I’m training the Qwen2 - 500m for classification now, my dataset is Reddit post. Somehow when fine-tuning, it keeps saying that I’m out of memory for CUDA device. I even use floating point 16-bit but it’s still giving the OOM error
Here is my code for model and trainer
# Load model directly
from transformers import AutoTokenizer, AutoModelForCausalLM, AutoModelForSequenceClassification
from transformers import TrainingArguments
import torch
tokenizer = AutoTokenizer.from_pretrained("Qwen/Qwen2-0.5B")
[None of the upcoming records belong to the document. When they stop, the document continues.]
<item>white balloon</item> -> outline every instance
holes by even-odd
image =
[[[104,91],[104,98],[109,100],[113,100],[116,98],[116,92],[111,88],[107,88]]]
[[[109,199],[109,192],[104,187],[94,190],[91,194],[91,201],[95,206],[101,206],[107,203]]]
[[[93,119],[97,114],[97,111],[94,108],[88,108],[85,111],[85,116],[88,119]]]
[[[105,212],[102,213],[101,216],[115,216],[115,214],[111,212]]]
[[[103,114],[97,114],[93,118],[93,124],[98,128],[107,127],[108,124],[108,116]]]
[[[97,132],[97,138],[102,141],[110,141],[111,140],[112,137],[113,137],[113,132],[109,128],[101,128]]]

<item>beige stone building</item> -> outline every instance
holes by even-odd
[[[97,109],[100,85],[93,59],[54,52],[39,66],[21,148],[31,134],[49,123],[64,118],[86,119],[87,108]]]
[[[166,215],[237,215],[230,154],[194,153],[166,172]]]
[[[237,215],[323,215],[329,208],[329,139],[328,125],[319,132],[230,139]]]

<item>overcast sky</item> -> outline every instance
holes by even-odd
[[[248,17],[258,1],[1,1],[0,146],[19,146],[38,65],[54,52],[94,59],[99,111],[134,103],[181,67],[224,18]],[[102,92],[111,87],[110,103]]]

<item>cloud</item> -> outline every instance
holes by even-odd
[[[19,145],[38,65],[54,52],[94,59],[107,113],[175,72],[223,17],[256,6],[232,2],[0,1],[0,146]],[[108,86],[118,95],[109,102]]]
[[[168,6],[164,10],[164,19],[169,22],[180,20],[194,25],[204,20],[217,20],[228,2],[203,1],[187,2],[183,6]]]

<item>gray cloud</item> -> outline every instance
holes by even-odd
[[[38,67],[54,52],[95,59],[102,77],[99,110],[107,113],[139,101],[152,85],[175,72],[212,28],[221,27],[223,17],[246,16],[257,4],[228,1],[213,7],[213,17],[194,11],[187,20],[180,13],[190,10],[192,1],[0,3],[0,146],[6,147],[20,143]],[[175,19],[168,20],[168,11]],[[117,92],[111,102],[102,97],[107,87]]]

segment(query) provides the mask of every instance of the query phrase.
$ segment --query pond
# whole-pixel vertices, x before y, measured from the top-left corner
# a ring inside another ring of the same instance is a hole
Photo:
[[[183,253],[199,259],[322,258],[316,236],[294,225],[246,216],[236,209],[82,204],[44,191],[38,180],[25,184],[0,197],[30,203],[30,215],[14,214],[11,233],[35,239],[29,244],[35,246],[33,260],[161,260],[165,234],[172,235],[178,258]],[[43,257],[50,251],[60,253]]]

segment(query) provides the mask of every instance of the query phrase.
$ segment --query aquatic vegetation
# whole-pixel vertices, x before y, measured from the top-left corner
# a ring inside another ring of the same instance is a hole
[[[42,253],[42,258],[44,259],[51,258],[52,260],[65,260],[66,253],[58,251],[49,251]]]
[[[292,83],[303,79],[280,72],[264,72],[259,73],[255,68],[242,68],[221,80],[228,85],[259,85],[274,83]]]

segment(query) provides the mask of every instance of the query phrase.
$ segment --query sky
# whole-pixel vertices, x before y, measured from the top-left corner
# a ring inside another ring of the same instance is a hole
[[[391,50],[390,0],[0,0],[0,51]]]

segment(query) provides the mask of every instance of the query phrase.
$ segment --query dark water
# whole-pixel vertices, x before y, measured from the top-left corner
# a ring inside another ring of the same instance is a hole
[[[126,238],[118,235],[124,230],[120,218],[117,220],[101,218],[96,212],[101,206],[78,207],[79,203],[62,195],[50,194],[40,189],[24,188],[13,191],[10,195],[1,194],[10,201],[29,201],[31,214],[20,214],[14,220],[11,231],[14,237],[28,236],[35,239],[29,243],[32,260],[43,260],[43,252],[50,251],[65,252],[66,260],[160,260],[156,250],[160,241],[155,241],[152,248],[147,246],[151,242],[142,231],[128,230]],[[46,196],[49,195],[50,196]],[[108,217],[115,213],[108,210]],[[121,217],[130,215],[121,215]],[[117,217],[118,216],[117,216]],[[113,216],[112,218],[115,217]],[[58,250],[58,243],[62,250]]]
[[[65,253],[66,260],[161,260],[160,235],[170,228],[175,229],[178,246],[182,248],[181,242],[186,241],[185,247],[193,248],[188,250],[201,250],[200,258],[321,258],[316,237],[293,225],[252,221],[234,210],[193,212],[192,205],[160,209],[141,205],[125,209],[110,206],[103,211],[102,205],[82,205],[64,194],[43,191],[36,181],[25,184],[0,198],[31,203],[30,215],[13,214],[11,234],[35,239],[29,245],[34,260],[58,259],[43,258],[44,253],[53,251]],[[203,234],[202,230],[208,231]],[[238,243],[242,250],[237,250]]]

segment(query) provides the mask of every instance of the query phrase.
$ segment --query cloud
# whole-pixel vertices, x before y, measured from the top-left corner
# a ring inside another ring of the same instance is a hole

model = AutoModelForSequenceClassification.from_pretrained("Qwen/Qwen2-0.5B", num_labels=2)
model.half()
print(model)
model.to(device)
training_args = TrainingArguments(
output_dir = 'kaggle/input/output_dir',
do_train=True,
do_eval=False,
eval_strategy="epoch",
num_train_epochs = 3,
per_device_train_batch_size = 1,
per_device_eval_batch_size = 1,
warmup_steps = 100,
weight_decay = 0.01,
eval_accumulation_steps = 1
)
trainer = Trainer(
model,
training_args,
train_dataset=train_dataset,
eval_dataset=val_dataset,
tokenizer=tokenizer,
)
trainer.train()
I just use batch size 1 and also eval accumulation steps = 1. The GPU I use is P100 / T4 (two options provided by Kaggle).
Please help meeeeeeeeee! <3